Pero que la práctica pueda ser defendida en términos artísticos no significa que esté exenta de problemas. Una de las principales dudas que surgen dice relación con todo aquello relativo al derecho de autor de las fotografías utilizadas. Las obras de Prince son lo que se conoce como obras derivadas, es decir, que tienen como base una obra preexistente que fue modificada para crear algo nuevo. Para poder crear una obra derivada es necesario determinar si la obra originaria está sujeta a alguna barrera legal o no. Si las fotografías estuviesen en el dominio público, el artista las podría utilizar de manera libre, sin necesidad de pedir permiso a sus autores, pero la situación cambia si están protegidas por el derecho de autor. Hoy en día esa protección constituye la regla general, así que al momento de crear las fotografías los usuarios son titulares de los derechos de autor que existen sobre ellas.

Para poder usarlas, Prince tiene que solicitar permiso a los autores o ampararse en algunas de las excepciones que contempla la ley. Cuando fue demandado el año 2009 por Patrick Cariou, la defensa del artista se basó en la doctrina del fair use, que permite la utilización de obras protegidas por derecho de autor cumpliendo ciertos requisitos. Uno de estos requisitos es que el uso no constituya una mera copia de la obra, sino que la transforme, lo que ocurre en este caso. Otro de los requisitos, y que es algo más complicado de determinar, dice relación con los efectos económicos que tendrá ese uso respecto del valor de la obra protegida. Una persona no se puede amparar en el fair use para justificar un tipo de uso que perjudique el valor comercial de la obra en cuestión, lo que deberá ser evaluado en cada caso particular.

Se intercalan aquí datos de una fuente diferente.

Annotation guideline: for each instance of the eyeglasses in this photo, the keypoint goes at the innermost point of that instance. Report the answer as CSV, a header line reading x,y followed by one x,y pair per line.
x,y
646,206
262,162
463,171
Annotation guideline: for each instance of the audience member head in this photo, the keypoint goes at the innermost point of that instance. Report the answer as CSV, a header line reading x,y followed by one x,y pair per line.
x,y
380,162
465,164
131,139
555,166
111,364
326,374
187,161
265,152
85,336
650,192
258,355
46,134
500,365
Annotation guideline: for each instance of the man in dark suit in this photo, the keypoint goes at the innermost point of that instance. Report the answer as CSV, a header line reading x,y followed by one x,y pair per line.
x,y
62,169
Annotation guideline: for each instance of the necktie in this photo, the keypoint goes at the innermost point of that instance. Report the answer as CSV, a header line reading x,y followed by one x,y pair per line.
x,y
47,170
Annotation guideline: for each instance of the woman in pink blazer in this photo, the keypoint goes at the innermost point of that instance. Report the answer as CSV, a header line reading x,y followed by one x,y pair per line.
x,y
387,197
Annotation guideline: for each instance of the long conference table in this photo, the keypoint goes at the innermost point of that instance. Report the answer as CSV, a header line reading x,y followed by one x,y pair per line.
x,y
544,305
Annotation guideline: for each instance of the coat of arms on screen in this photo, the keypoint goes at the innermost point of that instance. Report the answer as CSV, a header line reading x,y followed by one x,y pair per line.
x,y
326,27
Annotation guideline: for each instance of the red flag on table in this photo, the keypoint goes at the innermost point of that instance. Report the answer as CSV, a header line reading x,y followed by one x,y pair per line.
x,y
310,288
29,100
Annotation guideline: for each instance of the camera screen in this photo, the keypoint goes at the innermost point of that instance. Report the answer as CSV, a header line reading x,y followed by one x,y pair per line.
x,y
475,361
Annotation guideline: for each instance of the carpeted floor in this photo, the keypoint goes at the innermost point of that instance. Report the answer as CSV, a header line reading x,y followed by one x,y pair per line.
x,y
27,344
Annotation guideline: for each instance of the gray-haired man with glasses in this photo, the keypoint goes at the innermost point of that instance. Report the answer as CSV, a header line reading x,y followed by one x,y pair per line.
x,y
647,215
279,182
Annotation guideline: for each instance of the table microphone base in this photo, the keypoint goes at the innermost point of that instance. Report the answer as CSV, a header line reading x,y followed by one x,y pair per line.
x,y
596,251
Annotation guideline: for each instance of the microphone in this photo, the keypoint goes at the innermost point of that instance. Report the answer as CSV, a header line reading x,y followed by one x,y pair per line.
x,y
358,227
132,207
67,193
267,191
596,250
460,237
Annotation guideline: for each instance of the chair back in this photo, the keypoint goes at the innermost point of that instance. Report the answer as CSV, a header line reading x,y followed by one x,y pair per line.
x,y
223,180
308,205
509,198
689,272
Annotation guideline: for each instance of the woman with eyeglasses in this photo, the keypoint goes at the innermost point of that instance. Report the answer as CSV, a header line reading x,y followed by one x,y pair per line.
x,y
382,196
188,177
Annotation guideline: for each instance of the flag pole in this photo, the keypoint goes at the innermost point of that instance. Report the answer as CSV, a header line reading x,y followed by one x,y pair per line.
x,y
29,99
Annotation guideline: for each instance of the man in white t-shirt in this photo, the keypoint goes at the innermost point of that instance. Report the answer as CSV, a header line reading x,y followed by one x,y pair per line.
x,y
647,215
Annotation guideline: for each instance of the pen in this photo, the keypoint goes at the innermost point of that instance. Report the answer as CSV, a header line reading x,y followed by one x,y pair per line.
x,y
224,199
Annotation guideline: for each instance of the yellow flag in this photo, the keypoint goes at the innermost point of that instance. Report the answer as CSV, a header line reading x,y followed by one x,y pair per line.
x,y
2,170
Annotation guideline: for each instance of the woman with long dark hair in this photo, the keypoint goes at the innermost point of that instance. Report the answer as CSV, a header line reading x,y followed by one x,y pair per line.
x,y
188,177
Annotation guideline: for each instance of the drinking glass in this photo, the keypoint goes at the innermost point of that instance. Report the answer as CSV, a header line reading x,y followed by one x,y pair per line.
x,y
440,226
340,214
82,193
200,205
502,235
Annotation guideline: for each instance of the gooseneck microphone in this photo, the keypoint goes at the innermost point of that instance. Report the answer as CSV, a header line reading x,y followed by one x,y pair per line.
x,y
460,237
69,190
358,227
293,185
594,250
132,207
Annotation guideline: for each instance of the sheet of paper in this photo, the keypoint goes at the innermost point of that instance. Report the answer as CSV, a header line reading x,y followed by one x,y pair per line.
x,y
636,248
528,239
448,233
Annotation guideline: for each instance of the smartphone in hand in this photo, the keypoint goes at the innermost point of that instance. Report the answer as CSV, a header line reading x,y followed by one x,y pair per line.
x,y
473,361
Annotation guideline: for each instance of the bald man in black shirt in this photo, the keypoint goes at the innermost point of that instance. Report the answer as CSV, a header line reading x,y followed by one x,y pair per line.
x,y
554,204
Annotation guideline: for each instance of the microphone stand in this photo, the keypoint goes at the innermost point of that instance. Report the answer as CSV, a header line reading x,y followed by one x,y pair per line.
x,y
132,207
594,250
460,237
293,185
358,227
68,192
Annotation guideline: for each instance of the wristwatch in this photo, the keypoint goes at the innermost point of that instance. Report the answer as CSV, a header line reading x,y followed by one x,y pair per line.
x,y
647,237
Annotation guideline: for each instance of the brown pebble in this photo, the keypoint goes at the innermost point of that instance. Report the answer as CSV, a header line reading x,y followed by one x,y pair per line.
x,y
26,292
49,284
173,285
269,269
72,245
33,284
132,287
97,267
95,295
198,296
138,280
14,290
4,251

El tema puede ser también analizado desde la perspectiva del derecho a la propia imagen. Concebido por parte de la doctrina como una manifestación del derecho a la vida privada, el derecho a la propia imagen constituye uno de los rasgos característicos de las personas, junto a atributos como el nombre. Este derecho permite que los sujetos determinen “cuándo, cómo, por quién y en qué forma quieren que se capten, reproduzcan o publiquen sus rasgos fisionómicos, controlando el uso de dicha imagen por terceros, impidiendo así su captación, reproducción y publicación por cualquier procedimiento mecánico o tecnológico, sin su consentimiento expreso”. Como en Estados Unidos este derecho no ha sido tan desarrollado, es poco probable que sea acogido por un tribunal, pero de todas maneras sirve como una opción teórica.

De lo que podemos estar seguros es que Richard Prince es alguien que transita por los límites del arte y la legalidad. Lo ha hecho durante años y seguramente lo seguirá haciendo en el futuro. A pesar de las críticas que se le pueden hacer, hay que reconocer que ese ejercicio requiere convicción. Y el hecho de que otras personas respondan a su conducta a través de reapropiaciones de sus obras prueba que su método ha sido eficaz.